Description

Junk non utf-8 characters are inserted in the user MoinEditorBackup and cause later Unicode error on many operations.

Steps to reproduce

  1. Create a wiki user.
  2. Create homepage for user.
  3. Create a test page.
  4. Delete test page
    • Unicode error during deletion
    • Unicode error on RecentChanges, etc. for all users.

Example

Details

MoinMoin Version

Release 1.3.0 [Revision patch-399]

OS and Version

Linux (SuSE 9.0)

Python Version

2.3

Server Setup

Apache 2.0.48

Server Details

Traceback (most recent call last):
  File "/usr/lib/python2.3/site-packages/MoinMoin/request.py", line 756, in run
    handler(page.page_name, self)
  File "/usr/lib/python2.3/site-packages/MoinMoin/wikiaction.py", line 588, in do_savepage
    comment=comment)
  File "/usr/lib/python2.3/site-packages/MoinMoin/PageEditor.py", line 864, in saveText
    backup_url = self._make_backup(newtext, **kw)
  File "/usr/lib/python2.3/site-packages/MoinMoin/PageEditor.py", line 730, in _make_backup
    backuppage._write_file(intro + newtext)
  File "/usr/lib/python2.3/site-packages/MoinMoin/PageEditor.py", line 774, in _write_file
    was_deprecated = self._get_pragmas(self.get_raw_body()).has_key("deprecated")
  File "/usr/lib/python2.3/site-packages/MoinMoin/Page.py", line 499, in get_raw_body
    text = file.read()
  File "/usr/lib/python2.3/codecs.py", line 380, in read
    return self.reader.read(size)
  File "/usr/lib/python2.3/codecs.py", line 253, in read
    return self.decode(self.stream.read(), self.errors)[0]
UnicodeDecodeError: 'utf8' codec can't decode byte 0x9a in position 41: unexpected code byte

Workaround

None

Discussion

The directory containing the page is deleted the errors on RecentChanges etc. disappear, however the user is then unable to edit any further pages without a Unicode error appearing. This is fixed by removing the user MoinEditorBackup directory.
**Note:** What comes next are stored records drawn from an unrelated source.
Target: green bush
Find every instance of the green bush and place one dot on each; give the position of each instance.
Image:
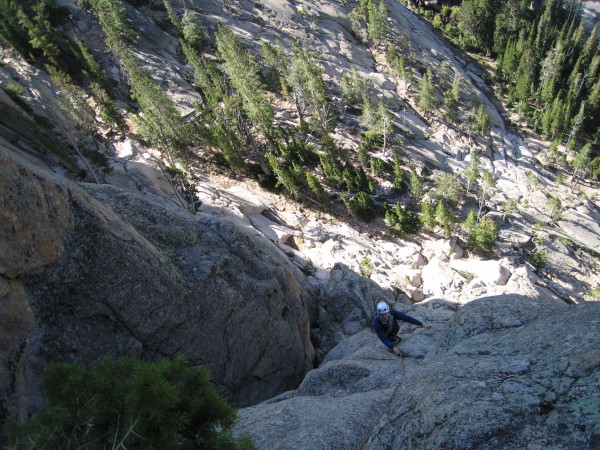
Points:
(427, 216)
(402, 220)
(538, 259)
(361, 206)
(483, 236)
(129, 404)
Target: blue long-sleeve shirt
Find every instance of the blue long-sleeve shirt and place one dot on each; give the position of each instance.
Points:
(382, 329)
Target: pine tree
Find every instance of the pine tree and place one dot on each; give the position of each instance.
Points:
(309, 90)
(525, 76)
(472, 172)
(580, 163)
(486, 190)
(417, 188)
(444, 218)
(456, 87)
(384, 124)
(128, 403)
(377, 21)
(483, 236)
(470, 223)
(427, 216)
(243, 73)
(550, 73)
(193, 32)
(275, 61)
(426, 99)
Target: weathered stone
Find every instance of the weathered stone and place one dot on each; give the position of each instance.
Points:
(490, 272)
(490, 377)
(138, 278)
(34, 220)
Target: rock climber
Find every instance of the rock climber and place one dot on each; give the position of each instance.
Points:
(386, 325)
The obvious workaround in this situation is either not to delete pages, or for users not to have a WikiHomePage. I assume this is because if a user doesn't have a homepage the MoinEditorBackup is not created. --OriginalReporter

I can't reproduce this on both this wiki and my test wikis, both running latests code, using my old account and by creating a new account, following the steps above.
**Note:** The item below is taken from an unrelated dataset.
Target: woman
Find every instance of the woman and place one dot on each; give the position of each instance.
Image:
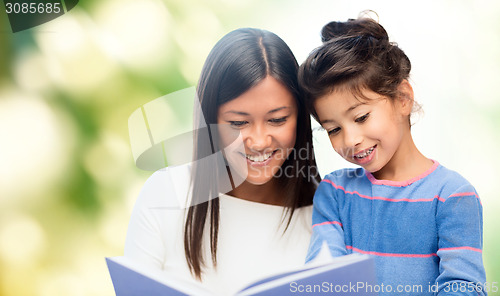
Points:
(248, 87)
This smell like a wiki which was not migrated to utf-8 from iso-8859-1 or another non utf-8 charset. In this case, when you try to read page, you will have Unicode errors.

Give more details about this wiki. Is it new, or upgraded from which version? Did you run all migrations scripts? did you have errors in while running the mig scripts?

-- DeletePageTest 2004-12-10 15:29:48

I've created a new wiki especially for testing this problem. I did have a version 1.1 wiki which I updated to 1.2.4 (no problems) and then to 1.3 this week. The only errors I received in migration were (I think) during mig3 because my original had no cache files. As for the new wiki (url above) I've only just created it so that rules out migration problems (that was my first guess).

I've attached two files, 00000002 is the revision of a deleted page, 00000000 is created as the MoinEditorBackup, should these files not be empty?

  • [get | view] (2004-12-10 15:57:45, 0.0 KB) [[attachment:00000000.conf]]
  • [get | view] (2004-12-10 15:57:25, 0.0 KB) [[attachment:00000002.conf]]
 All files | Selected Files: delete move to page copy to page

I've just installed the latest tarball from the ArchRepository (reports Release 1.3.0 [Revision 1.3.0 release]) and I get the same problem. I've also run with the standalone server to rule out Apache and I get the same error.

Please try this test:

  1. install a new wiki instance
  2. copy the data and underlay dir from the distribution
  3. setup config, permission etc.
  4. create a new account
  5. create a page for yourself
  6. create a another page
  7. delete the other page

Now make a tarball, or zip from your wiki directory - including your config and data directory and server script. attach this on this page so we can inspect all details and pages.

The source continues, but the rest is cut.